The effect of the county’s resolution is to “prohibit what was once permitted, [which] changes the character of the property in contradiction to its current zoning, and is in direct contradiction with stated planning goals adopted in the Whatcom County Comprehensive Plan,” Tom Westergreen, log manager for the Great Western Lumber Company of Everson, argued in a brief to the hearings board.

Yet the GMHB found county zoning clearly allows park uses within its commercial forestry districts. The regulations allow trails and trailheads, as well as (surprise!) watershed management projects and creation of a forest preserves as permitted uses throughout lands zoned CF.

“The fact is that there are uses allowed in the CF zone that allow what is contemplated, just like the other county parks that are in the CF zone. Small parking lots, trails and a forest,” former Whatcom County Planning Director David Stalheim observed. When he was director of Planning and Development Services, Stalheim filed an opinion that a park-like preserve is permitted in commercial forestry districts; by corollary, the lands should permit a preserve-like park.

“A challenge to the land uses allowed in the commercial forestry district would be untimely as the county’s development regulations were adopted and not appealed years ago,” the hearing board agreed. The complaint should have been made then, not years later as park uses proliferated in county forests.

The hearings board also found merit in the county’s argument that the GMHB lacked jurisdiction to hear the argument because “a change in ownership is not a change in land use,” board members noted, and the county had made no amendments to comprehensive plans or development regulations that might trigger review by the GMHB. The board agreed, and dismissed the case.

While the decision appears to resolve the issue of whether trees can remain standing on the shores of a drinking water reservoir for 90,000 people, and is perhaps the last battle of the Reconveyance civil war, the complaint of foresters is essentially the flip-side of complaints about the county’s proposed ordinance to allow slaughterhouses throughout the Ag zone—the slow creep of uses that are not central to, and perhaps in conflict with, the original purpose of the land use protection.

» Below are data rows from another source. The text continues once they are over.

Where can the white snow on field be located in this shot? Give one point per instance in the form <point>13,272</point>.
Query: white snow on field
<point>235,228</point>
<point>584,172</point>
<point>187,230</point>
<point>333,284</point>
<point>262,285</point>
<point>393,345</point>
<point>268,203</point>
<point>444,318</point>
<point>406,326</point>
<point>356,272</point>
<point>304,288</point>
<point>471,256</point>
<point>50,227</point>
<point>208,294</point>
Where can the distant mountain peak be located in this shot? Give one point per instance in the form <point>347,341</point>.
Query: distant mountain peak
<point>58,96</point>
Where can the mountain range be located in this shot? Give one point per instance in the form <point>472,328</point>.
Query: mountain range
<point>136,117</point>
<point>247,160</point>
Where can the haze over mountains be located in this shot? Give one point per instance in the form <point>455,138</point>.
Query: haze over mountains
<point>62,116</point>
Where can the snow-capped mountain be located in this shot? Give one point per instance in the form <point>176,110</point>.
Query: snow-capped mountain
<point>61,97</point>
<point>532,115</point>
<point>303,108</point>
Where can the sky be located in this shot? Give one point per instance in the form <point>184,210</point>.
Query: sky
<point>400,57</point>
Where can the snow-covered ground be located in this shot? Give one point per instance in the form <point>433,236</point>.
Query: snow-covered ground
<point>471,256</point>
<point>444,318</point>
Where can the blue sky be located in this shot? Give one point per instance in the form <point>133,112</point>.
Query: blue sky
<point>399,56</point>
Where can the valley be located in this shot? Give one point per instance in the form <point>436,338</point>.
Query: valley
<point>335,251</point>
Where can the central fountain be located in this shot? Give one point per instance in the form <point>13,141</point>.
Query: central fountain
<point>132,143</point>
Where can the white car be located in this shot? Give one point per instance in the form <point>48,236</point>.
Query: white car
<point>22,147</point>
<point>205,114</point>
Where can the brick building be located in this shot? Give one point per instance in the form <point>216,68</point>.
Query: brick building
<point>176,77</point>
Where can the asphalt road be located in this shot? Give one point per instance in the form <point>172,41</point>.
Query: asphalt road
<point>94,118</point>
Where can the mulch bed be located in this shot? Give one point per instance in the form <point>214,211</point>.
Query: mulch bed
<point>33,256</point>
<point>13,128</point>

“My complaint was that the county did not go through the process necessary to de-designate and rezone the land from CF to a use that allows park land,” Jack Petree explained. A forestry industry consultant, Petree was one of the petitioners to the failed GMHB challenge. “The county has no intention of a rezone now… it got away with it.”

Through similar sleight-of-hand the county has created dozens of non-farm uses throughout its agricultural zone—everything from “family day care homes,” “adult family homes,” “mental health facilities that provide residential treatment,” and “substance abuse facilities” as permitted uses. Accessory uses include “bed and breakfast establishments” and “mini-day care homes.” The county proposes slaughterhouses as compatible with agriculture, but is silent on whether slaughterhouses are compatible with day care centers, which are also permitted in the Ag zone.

As we’ve noted before, the inability of loggers to get at those final stands around Lake Whatcom is hardly the most fatal ailment of the dying timber industry; likewise, permitting accessory slaughterhouses is likely not the most fatal ailment of a dying farm industry in Whatcom County. Both industries suffer the wounds of a thousand cuts.

What a shame the timber beasts weren’t arguing for resource protection and the merits of GMA at every step as thousands of forested acres were being stripped and converted to other uses. What a shame they’re fighting for 8,000 acres when 100 times that timber acreage was lost statewide between 1978 and 2001, mostly to suburban and rural development, according to DNR. What a shame they’re not standing up as similar conversions threaten to destroy the ag industry.

Ironically, the same county folks snarling about the Reconveyance are cheering for slaughterhouses, so embroiled in a “hippie-punching” culture war they’re unable to see that the issues are of similar currency.